In the Hesselholt-Madsen paper "On the K-theory of finite algebras over Witt vectors of perfect fields", the authors develop some results concerning the Topological Hochschild homology (THH) of functors with smash products.

They use the language of equivariant spectra in the sense of Lewis-May-Steinberger.

My question is if there is a more modern reformulation of this work using equivariant orthogonal spectra (or other (one-categorical) variants).

I am quite certain that using the results from Mandell, May, Schwede and Shipley, one can translate the results from Hesselholt-Madsen to orthogonal spectra. My Question then is if this has already been done. At this moment, I am not looking for an infinity categorical treatment.

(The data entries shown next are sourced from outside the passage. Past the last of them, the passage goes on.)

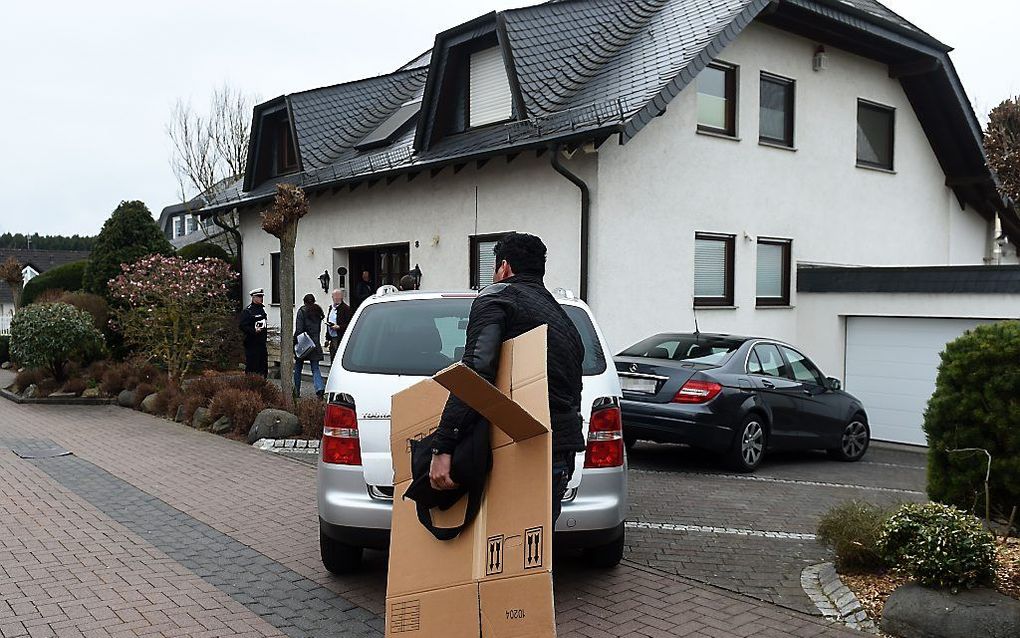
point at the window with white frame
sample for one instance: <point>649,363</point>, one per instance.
<point>489,96</point>
<point>713,270</point>
<point>773,272</point>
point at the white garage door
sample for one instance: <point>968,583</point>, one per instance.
<point>891,364</point>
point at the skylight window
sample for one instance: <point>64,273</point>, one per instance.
<point>489,95</point>
<point>392,127</point>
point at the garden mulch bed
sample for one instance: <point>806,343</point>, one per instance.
<point>873,589</point>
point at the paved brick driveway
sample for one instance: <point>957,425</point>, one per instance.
<point>152,529</point>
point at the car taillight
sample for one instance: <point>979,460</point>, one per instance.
<point>698,392</point>
<point>605,439</point>
<point>340,436</point>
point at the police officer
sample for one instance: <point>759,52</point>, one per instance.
<point>517,302</point>
<point>253,325</point>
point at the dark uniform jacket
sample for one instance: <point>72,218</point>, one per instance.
<point>506,310</point>
<point>249,316</point>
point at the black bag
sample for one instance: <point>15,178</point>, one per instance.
<point>469,468</point>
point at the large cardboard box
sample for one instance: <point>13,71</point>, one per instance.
<point>494,580</point>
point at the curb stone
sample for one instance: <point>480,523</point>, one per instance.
<point>833,599</point>
<point>290,446</point>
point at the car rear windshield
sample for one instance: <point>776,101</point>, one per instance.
<point>692,348</point>
<point>420,337</point>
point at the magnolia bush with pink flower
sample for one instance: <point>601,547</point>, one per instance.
<point>173,311</point>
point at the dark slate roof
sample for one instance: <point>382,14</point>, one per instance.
<point>949,279</point>
<point>583,69</point>
<point>41,260</point>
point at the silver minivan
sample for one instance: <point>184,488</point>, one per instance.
<point>396,340</point>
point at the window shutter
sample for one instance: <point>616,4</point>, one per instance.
<point>489,91</point>
<point>770,264</point>
<point>486,259</point>
<point>710,267</point>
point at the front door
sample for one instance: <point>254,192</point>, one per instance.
<point>385,264</point>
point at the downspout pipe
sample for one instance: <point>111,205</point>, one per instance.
<point>585,213</point>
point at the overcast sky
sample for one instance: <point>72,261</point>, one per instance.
<point>88,87</point>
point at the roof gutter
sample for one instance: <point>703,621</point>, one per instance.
<point>585,210</point>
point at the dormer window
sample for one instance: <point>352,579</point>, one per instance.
<point>287,158</point>
<point>490,99</point>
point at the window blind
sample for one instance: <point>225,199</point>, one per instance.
<point>489,91</point>
<point>486,260</point>
<point>770,264</point>
<point>710,267</point>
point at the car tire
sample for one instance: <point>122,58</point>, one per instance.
<point>854,441</point>
<point>608,555</point>
<point>749,446</point>
<point>339,557</point>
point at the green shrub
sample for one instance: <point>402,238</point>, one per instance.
<point>64,278</point>
<point>938,545</point>
<point>128,235</point>
<point>53,335</point>
<point>203,249</point>
<point>976,403</point>
<point>852,530</point>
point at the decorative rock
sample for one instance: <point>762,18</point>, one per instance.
<point>125,398</point>
<point>149,403</point>
<point>222,426</point>
<point>273,424</point>
<point>915,611</point>
<point>201,419</point>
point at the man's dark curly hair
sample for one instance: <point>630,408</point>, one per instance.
<point>525,253</point>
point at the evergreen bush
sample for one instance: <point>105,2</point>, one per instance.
<point>976,404</point>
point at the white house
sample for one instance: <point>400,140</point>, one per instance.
<point>746,162</point>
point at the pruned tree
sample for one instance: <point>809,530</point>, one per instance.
<point>210,150</point>
<point>281,221</point>
<point>1002,145</point>
<point>11,273</point>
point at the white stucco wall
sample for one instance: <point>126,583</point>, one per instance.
<point>669,182</point>
<point>525,195</point>
<point>821,317</point>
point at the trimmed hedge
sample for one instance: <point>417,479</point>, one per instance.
<point>67,277</point>
<point>976,404</point>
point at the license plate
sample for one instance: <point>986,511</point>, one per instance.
<point>645,386</point>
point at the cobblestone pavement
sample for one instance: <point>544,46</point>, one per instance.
<point>153,529</point>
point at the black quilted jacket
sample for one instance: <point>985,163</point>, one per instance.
<point>506,310</point>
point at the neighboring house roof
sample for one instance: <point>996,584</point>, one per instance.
<point>40,260</point>
<point>584,69</point>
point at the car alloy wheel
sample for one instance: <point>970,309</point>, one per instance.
<point>752,443</point>
<point>855,439</point>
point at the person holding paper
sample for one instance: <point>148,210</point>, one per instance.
<point>516,302</point>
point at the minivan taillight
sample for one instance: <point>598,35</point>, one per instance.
<point>605,439</point>
<point>698,392</point>
<point>340,436</point>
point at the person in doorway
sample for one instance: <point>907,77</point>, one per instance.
<point>253,325</point>
<point>516,302</point>
<point>364,288</point>
<point>338,317</point>
<point>309,322</point>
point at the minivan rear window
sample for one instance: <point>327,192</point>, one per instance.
<point>418,338</point>
<point>691,348</point>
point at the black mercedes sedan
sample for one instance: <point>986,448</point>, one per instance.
<point>737,396</point>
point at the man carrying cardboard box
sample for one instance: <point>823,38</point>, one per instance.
<point>514,304</point>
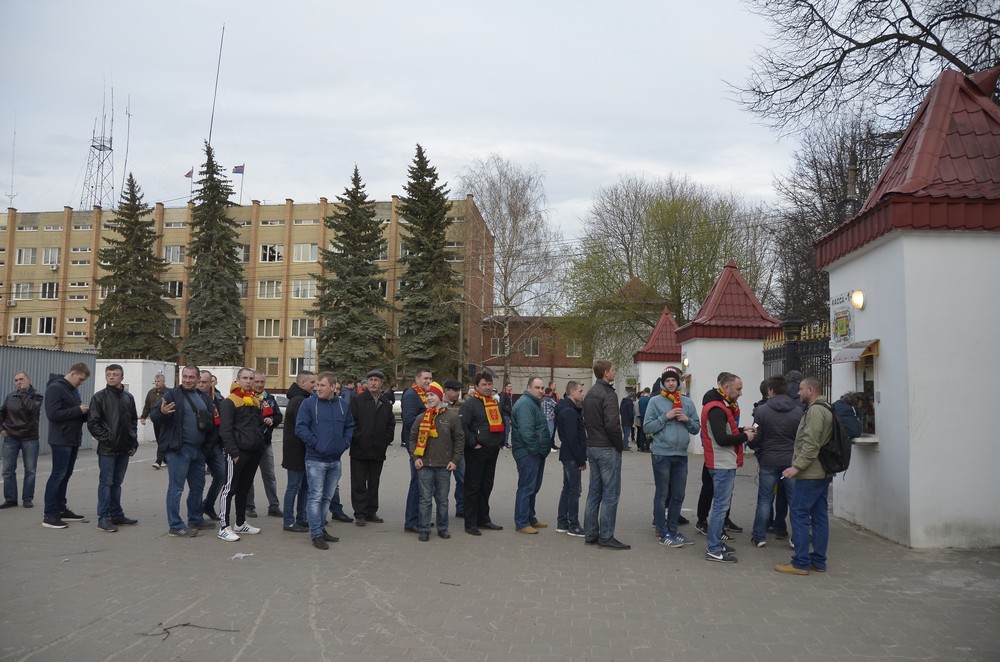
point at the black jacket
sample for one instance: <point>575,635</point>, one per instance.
<point>20,413</point>
<point>374,425</point>
<point>62,408</point>
<point>112,421</point>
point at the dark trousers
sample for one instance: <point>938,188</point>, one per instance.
<point>365,476</point>
<point>480,471</point>
<point>240,477</point>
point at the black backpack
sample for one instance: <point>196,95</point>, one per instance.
<point>836,455</point>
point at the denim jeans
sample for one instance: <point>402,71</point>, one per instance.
<point>603,493</point>
<point>434,482</point>
<point>215,460</point>
<point>29,451</point>
<point>186,465</point>
<point>323,478</point>
<point>529,480</point>
<point>109,485</point>
<point>296,498</point>
<point>722,486</point>
<point>670,479</point>
<point>809,506</point>
<point>568,515</point>
<point>767,480</point>
<point>63,461</point>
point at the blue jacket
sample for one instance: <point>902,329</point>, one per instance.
<point>572,433</point>
<point>325,427</point>
<point>670,436</point>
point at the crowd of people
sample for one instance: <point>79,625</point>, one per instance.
<point>200,432</point>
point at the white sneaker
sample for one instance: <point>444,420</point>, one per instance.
<point>228,535</point>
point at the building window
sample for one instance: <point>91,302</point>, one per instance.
<point>49,291</point>
<point>26,256</point>
<point>173,254</point>
<point>46,326</point>
<point>269,328</point>
<point>303,328</point>
<point>267,365</point>
<point>304,289</point>
<point>269,289</point>
<point>23,291</point>
<point>272,252</point>
<point>306,252</point>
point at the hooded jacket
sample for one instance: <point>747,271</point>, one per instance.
<point>777,420</point>
<point>62,408</point>
<point>325,427</point>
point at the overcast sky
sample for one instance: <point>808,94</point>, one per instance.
<point>586,91</point>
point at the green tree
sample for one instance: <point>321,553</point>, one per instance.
<point>350,302</point>
<point>216,324</point>
<point>132,320</point>
<point>429,318</point>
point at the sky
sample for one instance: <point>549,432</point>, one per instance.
<point>586,92</point>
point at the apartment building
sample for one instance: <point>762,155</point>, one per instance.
<point>49,266</point>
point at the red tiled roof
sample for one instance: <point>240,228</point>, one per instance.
<point>944,175</point>
<point>662,344</point>
<point>730,311</point>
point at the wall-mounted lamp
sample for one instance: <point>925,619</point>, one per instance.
<point>858,299</point>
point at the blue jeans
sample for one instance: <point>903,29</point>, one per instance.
<point>296,498</point>
<point>670,479</point>
<point>529,480</point>
<point>63,461</point>
<point>29,451</point>
<point>109,485</point>
<point>186,465</point>
<point>767,480</point>
<point>434,482</point>
<point>323,479</point>
<point>603,494</point>
<point>723,481</point>
<point>215,459</point>
<point>568,515</point>
<point>809,505</point>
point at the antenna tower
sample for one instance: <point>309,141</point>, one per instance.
<point>99,182</point>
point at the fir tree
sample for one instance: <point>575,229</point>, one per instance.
<point>216,325</point>
<point>429,319</point>
<point>352,335</point>
<point>132,320</point>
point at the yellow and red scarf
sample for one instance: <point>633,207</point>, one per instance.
<point>492,412</point>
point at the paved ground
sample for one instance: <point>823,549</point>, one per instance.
<point>379,594</point>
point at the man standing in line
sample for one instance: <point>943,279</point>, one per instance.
<point>272,419</point>
<point>604,455</point>
<point>530,445</point>
<point>374,429</point>
<point>19,418</point>
<point>113,423</point>
<point>325,425</point>
<point>186,419</point>
<point>66,413</point>
<point>484,430</point>
<point>723,443</point>
<point>809,497</point>
<point>412,405</point>
<point>293,456</point>
<point>573,455</point>
<point>671,418</point>
<point>241,427</point>
<point>153,395</point>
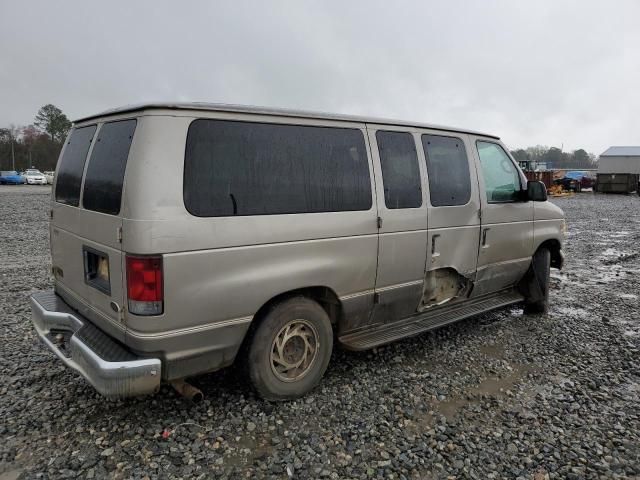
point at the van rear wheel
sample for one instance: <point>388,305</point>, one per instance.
<point>537,283</point>
<point>291,349</point>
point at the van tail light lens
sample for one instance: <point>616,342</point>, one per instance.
<point>145,294</point>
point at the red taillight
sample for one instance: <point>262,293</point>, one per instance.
<point>144,285</point>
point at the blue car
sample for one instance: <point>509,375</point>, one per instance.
<point>11,177</point>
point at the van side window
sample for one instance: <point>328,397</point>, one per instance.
<point>72,163</point>
<point>105,173</point>
<point>245,168</point>
<point>448,170</point>
<point>400,170</point>
<point>501,177</point>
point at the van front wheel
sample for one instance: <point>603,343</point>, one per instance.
<point>537,283</point>
<point>291,349</point>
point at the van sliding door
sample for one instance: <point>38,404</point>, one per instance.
<point>402,222</point>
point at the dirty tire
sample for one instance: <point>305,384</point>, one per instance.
<point>297,312</point>
<point>537,300</point>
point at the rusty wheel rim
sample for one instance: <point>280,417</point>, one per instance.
<point>294,350</point>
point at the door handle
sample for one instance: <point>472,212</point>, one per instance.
<point>433,246</point>
<point>484,236</point>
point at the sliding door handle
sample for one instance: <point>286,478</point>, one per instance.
<point>484,236</point>
<point>433,245</point>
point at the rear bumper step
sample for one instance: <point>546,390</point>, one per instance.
<point>428,320</point>
<point>113,371</point>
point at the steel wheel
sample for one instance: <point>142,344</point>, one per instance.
<point>294,350</point>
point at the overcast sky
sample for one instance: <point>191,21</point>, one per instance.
<point>538,72</point>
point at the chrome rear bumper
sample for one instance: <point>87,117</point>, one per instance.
<point>112,370</point>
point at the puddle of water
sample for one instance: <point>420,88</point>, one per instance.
<point>491,386</point>
<point>628,296</point>
<point>612,252</point>
<point>572,312</point>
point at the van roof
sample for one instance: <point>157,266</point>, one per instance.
<point>221,107</point>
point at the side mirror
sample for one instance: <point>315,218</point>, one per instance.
<point>536,191</point>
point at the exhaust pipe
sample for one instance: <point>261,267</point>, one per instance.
<point>188,391</point>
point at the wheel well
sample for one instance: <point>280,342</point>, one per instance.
<point>325,296</point>
<point>554,247</point>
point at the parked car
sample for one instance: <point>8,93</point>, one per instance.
<point>11,177</point>
<point>34,177</point>
<point>267,234</point>
<point>576,181</point>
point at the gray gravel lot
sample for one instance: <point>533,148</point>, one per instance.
<point>502,395</point>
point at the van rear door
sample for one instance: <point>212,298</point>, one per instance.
<point>86,223</point>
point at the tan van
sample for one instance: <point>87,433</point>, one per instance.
<point>185,237</point>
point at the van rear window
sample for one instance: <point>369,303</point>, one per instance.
<point>69,178</point>
<point>105,173</point>
<point>242,168</point>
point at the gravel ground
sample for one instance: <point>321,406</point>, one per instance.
<point>501,395</point>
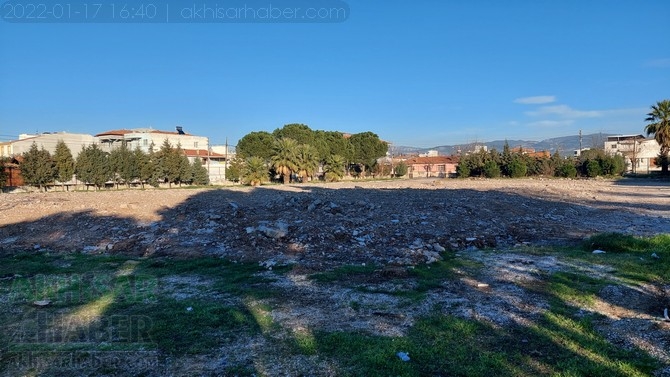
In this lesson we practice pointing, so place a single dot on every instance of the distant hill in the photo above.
(565, 145)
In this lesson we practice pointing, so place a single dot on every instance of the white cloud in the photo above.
(551, 123)
(536, 100)
(565, 111)
(658, 63)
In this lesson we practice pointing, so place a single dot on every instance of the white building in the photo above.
(143, 138)
(48, 141)
(640, 152)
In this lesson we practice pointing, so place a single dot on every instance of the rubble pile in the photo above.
(384, 223)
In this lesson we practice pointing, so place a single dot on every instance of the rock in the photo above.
(268, 264)
(279, 230)
(404, 356)
(89, 249)
(313, 205)
(10, 240)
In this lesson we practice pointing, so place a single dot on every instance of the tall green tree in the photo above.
(121, 165)
(199, 174)
(285, 158)
(255, 171)
(183, 171)
(3, 173)
(259, 144)
(308, 161)
(92, 166)
(659, 126)
(147, 167)
(234, 170)
(329, 143)
(367, 148)
(38, 168)
(299, 132)
(334, 168)
(64, 163)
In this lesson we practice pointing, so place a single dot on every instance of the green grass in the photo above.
(442, 345)
(344, 273)
(116, 303)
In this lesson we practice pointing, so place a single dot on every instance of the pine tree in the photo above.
(199, 173)
(64, 163)
(92, 166)
(38, 168)
(3, 173)
(146, 164)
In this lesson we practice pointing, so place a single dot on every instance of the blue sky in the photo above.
(421, 73)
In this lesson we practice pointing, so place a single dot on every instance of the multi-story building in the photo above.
(46, 140)
(144, 138)
(640, 152)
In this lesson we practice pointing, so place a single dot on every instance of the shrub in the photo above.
(463, 170)
(401, 169)
(491, 169)
(517, 168)
(566, 170)
(592, 168)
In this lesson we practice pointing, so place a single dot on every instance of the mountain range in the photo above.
(565, 145)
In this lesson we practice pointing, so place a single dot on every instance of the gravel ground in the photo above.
(386, 223)
(321, 225)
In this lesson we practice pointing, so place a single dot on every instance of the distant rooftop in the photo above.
(122, 132)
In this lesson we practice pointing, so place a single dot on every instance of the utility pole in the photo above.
(225, 160)
(207, 157)
(580, 142)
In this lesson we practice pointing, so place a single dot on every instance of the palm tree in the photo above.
(308, 161)
(255, 171)
(334, 168)
(660, 128)
(285, 158)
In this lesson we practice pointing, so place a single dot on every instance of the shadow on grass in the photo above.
(216, 222)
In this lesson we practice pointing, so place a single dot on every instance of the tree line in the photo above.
(121, 166)
(513, 164)
(295, 152)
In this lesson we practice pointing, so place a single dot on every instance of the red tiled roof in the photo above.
(168, 132)
(432, 160)
(114, 133)
(201, 153)
(124, 132)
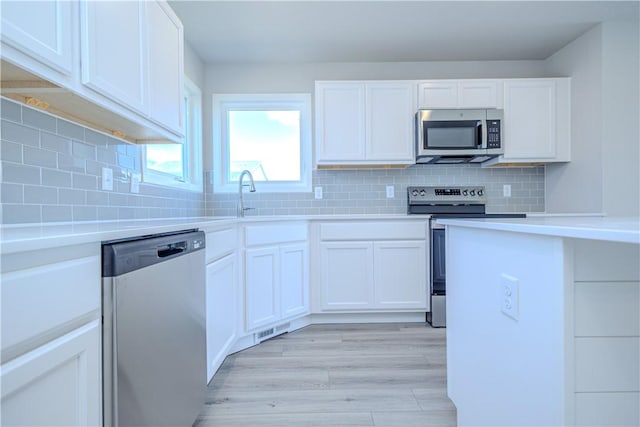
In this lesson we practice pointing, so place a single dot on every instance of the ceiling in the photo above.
(266, 31)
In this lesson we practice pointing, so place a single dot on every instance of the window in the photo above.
(268, 135)
(179, 165)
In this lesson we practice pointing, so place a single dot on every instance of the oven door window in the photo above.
(438, 280)
(452, 135)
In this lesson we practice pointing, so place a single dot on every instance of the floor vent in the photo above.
(271, 332)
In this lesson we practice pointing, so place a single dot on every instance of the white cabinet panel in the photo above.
(437, 94)
(389, 118)
(607, 364)
(165, 66)
(262, 296)
(365, 123)
(42, 29)
(340, 121)
(222, 310)
(36, 301)
(347, 275)
(294, 280)
(56, 384)
(530, 119)
(477, 93)
(400, 272)
(113, 51)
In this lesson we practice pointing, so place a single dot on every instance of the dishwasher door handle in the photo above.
(172, 249)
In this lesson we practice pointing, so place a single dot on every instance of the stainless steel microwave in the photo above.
(458, 136)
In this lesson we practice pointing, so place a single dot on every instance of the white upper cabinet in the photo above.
(536, 121)
(113, 51)
(43, 30)
(115, 66)
(477, 93)
(365, 123)
(166, 69)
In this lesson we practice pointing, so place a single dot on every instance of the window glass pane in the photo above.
(267, 143)
(165, 158)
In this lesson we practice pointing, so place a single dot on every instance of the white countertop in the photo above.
(614, 229)
(24, 237)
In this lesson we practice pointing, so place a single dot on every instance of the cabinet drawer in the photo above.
(220, 243)
(374, 230)
(272, 234)
(40, 302)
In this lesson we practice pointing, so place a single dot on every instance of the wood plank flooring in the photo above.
(335, 375)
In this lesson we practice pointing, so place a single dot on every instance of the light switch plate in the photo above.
(135, 183)
(510, 295)
(107, 179)
(390, 192)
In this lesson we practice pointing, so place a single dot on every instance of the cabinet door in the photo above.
(347, 275)
(400, 272)
(41, 29)
(530, 119)
(262, 300)
(340, 122)
(113, 53)
(294, 283)
(222, 311)
(390, 111)
(438, 94)
(478, 94)
(165, 69)
(57, 384)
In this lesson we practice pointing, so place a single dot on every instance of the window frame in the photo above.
(222, 103)
(191, 179)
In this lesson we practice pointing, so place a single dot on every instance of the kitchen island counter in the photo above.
(544, 313)
(613, 229)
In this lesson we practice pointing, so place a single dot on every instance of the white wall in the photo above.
(582, 60)
(621, 117)
(603, 175)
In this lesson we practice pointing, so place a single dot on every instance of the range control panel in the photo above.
(436, 195)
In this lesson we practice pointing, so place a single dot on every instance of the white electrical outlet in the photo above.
(390, 192)
(107, 179)
(510, 295)
(135, 183)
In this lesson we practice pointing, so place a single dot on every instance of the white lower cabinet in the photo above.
(276, 274)
(51, 370)
(57, 384)
(222, 310)
(378, 266)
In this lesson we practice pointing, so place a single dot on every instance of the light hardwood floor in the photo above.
(335, 375)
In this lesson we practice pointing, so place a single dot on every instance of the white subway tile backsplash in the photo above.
(15, 132)
(38, 120)
(38, 157)
(19, 173)
(68, 159)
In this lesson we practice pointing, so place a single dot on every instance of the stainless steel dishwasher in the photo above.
(153, 291)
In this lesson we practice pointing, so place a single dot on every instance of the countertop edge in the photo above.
(613, 229)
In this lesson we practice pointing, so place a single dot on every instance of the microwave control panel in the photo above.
(493, 134)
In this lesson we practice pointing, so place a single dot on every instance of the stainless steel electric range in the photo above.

To be more precise, I would like to see the construction of THH and topological cyclic homology using orthogonal spectra. Preferably I would like to see the construction of the Tate spectral sequence as well, where for a finite cyclic group $$C$$ and $$T$$ an equivariant $$C$$ spectrum, the Tate spectral sequence is $$E^2_{r,s}=\hat{H}^{-r}(C,\pi_sT)\Rightarrow \pi_{r+s}\hat{\mathbb{H}}(C,T),$$

where the $$E^2$$ page is the ordinary Tate cohomology of $$C$$ and $$E^{\infty}$$-page is the homotopy groups of the Tate spectrum.